At the same time, the court finalized a verdict from last month in which over 500 members of the Muslim Brotherhood were sentenced to death after summary trials. In finalizing last month’s mass verdict, the judge in both cases, Saed Youssef, confirmed the death sentences on 37 of those defendants while commuting 492 to life in prison — understood in Egypt as a term of 25 years.
The two mass death sentences are examples of politicized verdicts supporting the new military-backed government in its sweeping crackdown against dissent, particularly from the Brotherhood.
The death sentence for Mohamed Badie, the Brotherhood’s general guide, was given for crimes including inciting violence that followed the army overthrow of Mohammed Morsi, who is also on trial on an array of charges.
Tough measures against the Brotherhood suggest the authorities continue to see it as a major threat, even though most of its leaders and thousands of members are behind bars. The Brotherhood has an estimated one million supporters out of Egypt’s population of 85 million.

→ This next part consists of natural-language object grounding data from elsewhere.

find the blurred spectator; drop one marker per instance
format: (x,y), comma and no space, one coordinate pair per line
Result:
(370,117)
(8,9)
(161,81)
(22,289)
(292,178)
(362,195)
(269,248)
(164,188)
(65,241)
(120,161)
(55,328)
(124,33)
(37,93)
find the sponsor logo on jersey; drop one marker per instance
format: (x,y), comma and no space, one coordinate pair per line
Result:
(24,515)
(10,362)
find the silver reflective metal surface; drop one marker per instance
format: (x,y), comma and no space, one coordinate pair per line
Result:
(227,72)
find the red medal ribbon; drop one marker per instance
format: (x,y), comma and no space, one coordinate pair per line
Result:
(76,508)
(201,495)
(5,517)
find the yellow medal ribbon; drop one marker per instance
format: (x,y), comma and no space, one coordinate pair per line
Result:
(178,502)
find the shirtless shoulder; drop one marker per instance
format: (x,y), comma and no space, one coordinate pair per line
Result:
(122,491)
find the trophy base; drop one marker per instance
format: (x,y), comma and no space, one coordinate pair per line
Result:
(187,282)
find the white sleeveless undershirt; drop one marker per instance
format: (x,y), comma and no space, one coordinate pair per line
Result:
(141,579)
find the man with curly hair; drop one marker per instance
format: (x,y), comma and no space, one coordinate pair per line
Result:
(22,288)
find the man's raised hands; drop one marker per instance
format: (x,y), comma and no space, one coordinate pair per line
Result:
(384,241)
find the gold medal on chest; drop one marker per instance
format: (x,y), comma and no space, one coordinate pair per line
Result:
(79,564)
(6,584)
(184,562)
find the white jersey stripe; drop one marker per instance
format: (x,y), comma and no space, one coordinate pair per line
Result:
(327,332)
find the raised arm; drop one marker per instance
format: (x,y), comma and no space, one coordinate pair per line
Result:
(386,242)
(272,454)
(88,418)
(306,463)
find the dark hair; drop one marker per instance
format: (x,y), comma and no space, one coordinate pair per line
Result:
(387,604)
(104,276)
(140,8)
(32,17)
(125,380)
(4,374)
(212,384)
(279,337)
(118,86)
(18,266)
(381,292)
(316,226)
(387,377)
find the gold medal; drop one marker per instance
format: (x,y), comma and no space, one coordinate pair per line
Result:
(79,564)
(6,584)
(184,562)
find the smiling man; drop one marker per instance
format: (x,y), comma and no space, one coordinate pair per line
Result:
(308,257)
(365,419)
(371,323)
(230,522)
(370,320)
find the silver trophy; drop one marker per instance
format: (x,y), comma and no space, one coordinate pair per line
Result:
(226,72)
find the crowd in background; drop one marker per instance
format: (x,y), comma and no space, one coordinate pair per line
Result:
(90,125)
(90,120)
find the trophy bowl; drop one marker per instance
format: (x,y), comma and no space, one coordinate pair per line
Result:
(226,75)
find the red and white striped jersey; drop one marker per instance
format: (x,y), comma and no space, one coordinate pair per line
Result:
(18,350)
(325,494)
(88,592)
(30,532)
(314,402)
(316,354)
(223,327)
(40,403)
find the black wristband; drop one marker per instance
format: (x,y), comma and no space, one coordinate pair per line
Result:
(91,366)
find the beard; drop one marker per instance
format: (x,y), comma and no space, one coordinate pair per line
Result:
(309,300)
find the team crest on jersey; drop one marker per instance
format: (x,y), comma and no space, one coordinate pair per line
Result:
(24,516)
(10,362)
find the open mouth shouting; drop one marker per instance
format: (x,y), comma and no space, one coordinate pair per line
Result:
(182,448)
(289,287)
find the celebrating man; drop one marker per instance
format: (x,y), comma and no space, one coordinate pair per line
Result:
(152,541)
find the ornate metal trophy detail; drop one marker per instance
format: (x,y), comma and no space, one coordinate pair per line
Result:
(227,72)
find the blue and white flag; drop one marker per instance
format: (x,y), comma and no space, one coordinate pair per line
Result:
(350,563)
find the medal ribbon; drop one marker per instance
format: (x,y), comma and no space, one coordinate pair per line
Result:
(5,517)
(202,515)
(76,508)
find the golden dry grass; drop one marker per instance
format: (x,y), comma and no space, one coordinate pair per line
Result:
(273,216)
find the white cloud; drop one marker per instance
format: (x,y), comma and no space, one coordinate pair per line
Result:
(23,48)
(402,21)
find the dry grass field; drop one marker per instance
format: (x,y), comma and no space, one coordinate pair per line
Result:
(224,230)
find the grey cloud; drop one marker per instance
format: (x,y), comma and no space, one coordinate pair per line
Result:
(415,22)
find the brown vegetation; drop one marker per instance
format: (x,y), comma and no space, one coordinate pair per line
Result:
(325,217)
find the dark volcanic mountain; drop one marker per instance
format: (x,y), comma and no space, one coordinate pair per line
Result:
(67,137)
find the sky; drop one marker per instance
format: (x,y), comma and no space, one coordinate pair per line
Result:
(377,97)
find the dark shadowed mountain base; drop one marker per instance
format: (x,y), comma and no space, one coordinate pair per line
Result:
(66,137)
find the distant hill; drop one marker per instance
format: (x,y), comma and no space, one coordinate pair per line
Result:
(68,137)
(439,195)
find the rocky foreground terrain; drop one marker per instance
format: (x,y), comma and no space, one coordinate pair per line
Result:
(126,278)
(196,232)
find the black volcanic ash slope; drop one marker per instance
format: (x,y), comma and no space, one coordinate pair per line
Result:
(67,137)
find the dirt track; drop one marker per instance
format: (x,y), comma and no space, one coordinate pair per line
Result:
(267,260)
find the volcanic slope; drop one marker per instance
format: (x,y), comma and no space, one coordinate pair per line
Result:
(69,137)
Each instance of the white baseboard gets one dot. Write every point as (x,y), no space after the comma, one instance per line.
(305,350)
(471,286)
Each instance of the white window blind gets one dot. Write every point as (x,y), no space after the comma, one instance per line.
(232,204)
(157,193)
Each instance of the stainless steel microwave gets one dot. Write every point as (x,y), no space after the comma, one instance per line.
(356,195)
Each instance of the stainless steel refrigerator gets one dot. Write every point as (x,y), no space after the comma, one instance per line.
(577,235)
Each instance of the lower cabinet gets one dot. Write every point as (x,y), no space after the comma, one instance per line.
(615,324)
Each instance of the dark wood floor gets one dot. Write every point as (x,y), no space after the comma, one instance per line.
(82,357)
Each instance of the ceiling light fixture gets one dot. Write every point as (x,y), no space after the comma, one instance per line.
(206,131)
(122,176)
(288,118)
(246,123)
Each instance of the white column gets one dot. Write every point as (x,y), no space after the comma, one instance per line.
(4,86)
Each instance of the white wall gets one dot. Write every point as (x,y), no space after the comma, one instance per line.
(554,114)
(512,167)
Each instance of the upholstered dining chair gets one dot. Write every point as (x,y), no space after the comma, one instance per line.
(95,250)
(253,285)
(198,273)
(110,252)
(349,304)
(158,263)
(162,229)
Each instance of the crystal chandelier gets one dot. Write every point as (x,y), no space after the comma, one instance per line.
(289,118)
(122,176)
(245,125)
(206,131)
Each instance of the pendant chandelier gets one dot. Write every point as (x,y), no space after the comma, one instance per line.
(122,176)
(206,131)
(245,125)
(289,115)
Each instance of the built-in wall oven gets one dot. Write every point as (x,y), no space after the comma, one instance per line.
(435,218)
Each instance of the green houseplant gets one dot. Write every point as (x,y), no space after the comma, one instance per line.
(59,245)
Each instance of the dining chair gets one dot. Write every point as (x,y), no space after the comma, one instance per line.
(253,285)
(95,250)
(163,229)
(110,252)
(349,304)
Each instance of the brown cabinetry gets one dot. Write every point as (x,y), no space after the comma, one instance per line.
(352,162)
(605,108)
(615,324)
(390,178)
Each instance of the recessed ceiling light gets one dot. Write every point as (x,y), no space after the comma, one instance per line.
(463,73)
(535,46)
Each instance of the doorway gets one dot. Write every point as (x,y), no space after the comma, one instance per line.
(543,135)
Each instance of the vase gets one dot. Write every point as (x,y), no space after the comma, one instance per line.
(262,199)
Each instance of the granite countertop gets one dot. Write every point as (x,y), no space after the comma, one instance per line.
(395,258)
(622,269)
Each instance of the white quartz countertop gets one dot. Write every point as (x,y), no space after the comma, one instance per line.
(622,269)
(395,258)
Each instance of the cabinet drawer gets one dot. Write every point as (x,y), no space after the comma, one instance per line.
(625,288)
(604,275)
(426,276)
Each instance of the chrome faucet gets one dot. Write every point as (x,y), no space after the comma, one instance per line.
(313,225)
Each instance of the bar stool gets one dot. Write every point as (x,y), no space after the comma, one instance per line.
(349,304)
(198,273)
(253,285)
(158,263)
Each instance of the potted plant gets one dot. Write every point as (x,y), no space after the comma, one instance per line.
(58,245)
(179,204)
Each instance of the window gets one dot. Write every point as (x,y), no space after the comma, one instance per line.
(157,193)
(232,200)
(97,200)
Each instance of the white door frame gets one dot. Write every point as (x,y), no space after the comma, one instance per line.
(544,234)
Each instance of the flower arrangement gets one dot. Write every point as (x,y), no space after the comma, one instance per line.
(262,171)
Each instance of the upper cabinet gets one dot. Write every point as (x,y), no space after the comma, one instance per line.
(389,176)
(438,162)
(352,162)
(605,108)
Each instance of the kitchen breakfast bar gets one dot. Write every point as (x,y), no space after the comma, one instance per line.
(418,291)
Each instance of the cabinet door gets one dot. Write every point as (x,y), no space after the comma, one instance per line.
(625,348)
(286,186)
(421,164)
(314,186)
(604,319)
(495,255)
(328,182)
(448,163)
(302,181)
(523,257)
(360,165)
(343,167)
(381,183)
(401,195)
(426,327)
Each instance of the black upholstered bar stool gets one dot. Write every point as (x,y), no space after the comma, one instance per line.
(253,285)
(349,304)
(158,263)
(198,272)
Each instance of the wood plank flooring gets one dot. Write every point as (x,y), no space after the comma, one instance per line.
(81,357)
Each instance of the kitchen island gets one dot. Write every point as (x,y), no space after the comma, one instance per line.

Death sentence recommendations in the case involving Badie and the 682 Brotherhood members will be passed on to Egypt’s Mufti, the highest religious authority. His opinion is non-binding, and may be ignored by the court. The rulings can be appealed. Nevertheless, many defendants are on the run.
Mass trials in the biggest Arab state have reinforced fears among human rights groups that the government and anti-Islamist judges are using all levers of power to crush opponents.
“The decisions are possibly the largest possible death sentences in recent world history. While they’re exceptional in scale, they’re certainly not exceptional in kind,” said Sarah Leah Whitson, executive director for Middle East and North Africa at Human Rights Watch.
“It seems that these sentences are aimed at striking fear and terror into the hearts of those who oppose the interim government.”